5) In really hostile environments, work with those we can, ignore the haters, and don't feed the fire.
6) In the end, time moves, even if it moves slowly.
7) Find strength from heroes and mentors.
8) Learn how to be better after your mistakes.
Eventually, the day did end, and I hobbled out of the room, battered and lacking confidence to go back into the ring to take a beating again.
Nevertheless, like many of my colleagues, I had to look inside myself to figure out who I was to make myself go back to a second day of substitute teaching the defiant class that I had promised to substitute for on 2 different days (6 hours and $240). After all, I gave them my word. That had to mean something.
In the end, I made myself see that if Jackie Robinson could do what he did to integrate baseball, face down death threats, kidnapping of his child threats, threats on his wife, and every other physical, mental, and emotional abuse known to man, I could “put up with” another three hours in a career training center. I even put pictures of some of his baseball cards up in front of me to remind me of what Jackie stood for. They worked.
As a result, I did what I needed to do, and I walked out of the day with a renewed sense of what I was capable of doing and what I wanted to be doing with my life as a teacher. All the same, I still squealed my tires as I drove out of the garage. Fortunately, for me, prior to that second occasion, the school had kicked out some of the worst of the students who weren’t doing anything besides creating confrontation, so I didn’t have all of the problems that I did in the first class.
In the end, I went back in and showed myself that teaching means just that: teaching the room regardless of the percentage of students who might not be interested in getting it while engaging those students who did. What's more, I went back to the school several other times and faced different levels of hostility from students who didn’t want to learn and / or students who wanted to take out everything that they hated about education on me, but in my own way, I tried to be likable. Every time that the school asked, I went back. If they called me and I had the schedule, I would go back and do it again, but now, they don’t even exist as a school. Like so many other things, so it goes.

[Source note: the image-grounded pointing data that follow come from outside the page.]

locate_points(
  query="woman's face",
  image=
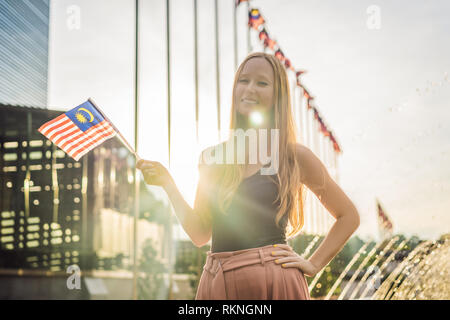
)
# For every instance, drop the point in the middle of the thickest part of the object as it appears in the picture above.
(255, 87)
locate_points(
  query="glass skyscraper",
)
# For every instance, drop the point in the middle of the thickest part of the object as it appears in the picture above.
(24, 33)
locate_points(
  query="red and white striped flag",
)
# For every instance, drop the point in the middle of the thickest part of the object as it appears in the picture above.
(79, 130)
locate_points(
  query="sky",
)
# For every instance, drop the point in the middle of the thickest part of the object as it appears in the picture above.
(378, 71)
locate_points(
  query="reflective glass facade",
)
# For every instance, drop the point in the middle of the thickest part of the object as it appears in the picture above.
(24, 32)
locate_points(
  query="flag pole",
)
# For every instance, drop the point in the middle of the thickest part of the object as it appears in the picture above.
(216, 18)
(136, 176)
(196, 68)
(235, 36)
(170, 236)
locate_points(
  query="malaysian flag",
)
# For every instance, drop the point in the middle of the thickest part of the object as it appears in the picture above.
(79, 130)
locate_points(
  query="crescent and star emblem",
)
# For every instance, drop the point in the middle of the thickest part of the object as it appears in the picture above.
(88, 112)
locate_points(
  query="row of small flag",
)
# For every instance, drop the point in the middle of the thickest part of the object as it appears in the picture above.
(257, 22)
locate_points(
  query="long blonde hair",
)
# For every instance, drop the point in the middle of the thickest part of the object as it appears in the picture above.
(291, 191)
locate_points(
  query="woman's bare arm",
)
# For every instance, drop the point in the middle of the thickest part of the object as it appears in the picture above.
(316, 177)
(195, 221)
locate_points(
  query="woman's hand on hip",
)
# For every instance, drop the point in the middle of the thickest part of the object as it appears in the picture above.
(290, 259)
(154, 172)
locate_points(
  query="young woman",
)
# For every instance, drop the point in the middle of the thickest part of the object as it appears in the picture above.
(250, 215)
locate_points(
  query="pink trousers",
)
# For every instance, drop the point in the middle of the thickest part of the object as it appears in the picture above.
(250, 274)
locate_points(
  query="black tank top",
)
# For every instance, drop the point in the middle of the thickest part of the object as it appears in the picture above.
(249, 222)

In the end, either I am a glutton for punishment, I like money, or I’ve figured something out about this teaching game (and why it calls to me after all those years). You be the judge, but I’ll tell you this truth: In the end, our job as teachers is to affect those people that we can in ways that they will understand now. It's also to provide food for thought for other people who aren't ready now to find it in the future. It's about doing what we can to be great, and it's about not losing the good ones on the days where we're lousy or just plain not up to par.

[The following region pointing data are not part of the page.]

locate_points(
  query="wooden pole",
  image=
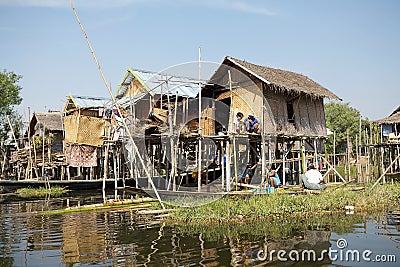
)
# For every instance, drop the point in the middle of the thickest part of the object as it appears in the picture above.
(384, 173)
(135, 149)
(222, 165)
(232, 132)
(199, 168)
(263, 127)
(12, 131)
(303, 156)
(334, 153)
(228, 166)
(333, 168)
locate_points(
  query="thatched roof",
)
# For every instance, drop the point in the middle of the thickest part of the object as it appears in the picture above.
(52, 121)
(285, 80)
(393, 118)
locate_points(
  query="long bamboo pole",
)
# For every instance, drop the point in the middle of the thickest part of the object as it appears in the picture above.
(136, 151)
(233, 131)
(199, 158)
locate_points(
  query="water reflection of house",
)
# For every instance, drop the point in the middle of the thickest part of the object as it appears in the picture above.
(84, 240)
(312, 247)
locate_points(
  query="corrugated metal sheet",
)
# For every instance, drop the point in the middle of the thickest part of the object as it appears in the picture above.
(160, 83)
(91, 102)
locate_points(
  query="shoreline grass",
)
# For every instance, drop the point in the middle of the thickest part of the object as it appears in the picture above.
(236, 209)
(28, 192)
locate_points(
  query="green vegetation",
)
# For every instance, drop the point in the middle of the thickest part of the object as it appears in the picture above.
(9, 92)
(55, 191)
(136, 204)
(237, 209)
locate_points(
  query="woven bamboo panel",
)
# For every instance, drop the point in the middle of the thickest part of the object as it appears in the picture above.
(84, 130)
(91, 131)
(208, 121)
(71, 128)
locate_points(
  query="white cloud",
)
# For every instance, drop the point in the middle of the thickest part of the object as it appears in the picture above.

Through it all, those adult students that want to learn will learn. Those who truly don’t will leave. We as teachers must give people every opportunity to learn and remember there is a difference between DON'T WANT TO LEARN and HAVE TROUBLE LEARNING. There's also a difference in WANT OUR HELP and WANT US TO DO FOR THEM. We must be truthful, but we have to give opportunity. That said, we won’t dilute the standards to get them through since we know what it takes to truly use the skill as a talent on the outside. Here, students need to learn this as much as we do. What's more; we need to avoid being a business where the customer is always right or softies who cave in when entitlement rears its head.
In this, a sahib must act like a sahib (as George Orwell said). Anything less means get a new job. If you’re not in there trying or doing what you have to do, you’re not a teacher. We don’t have to be liked and appreciated by everyone, but we have to adjust and make it happen and give it our all to be appreciated by those who want us in there giving our all. If we do that, we are who we are set out to be, and with that, we can be proud to be the person who we truly want to be and are: an educator in American in the year 2018.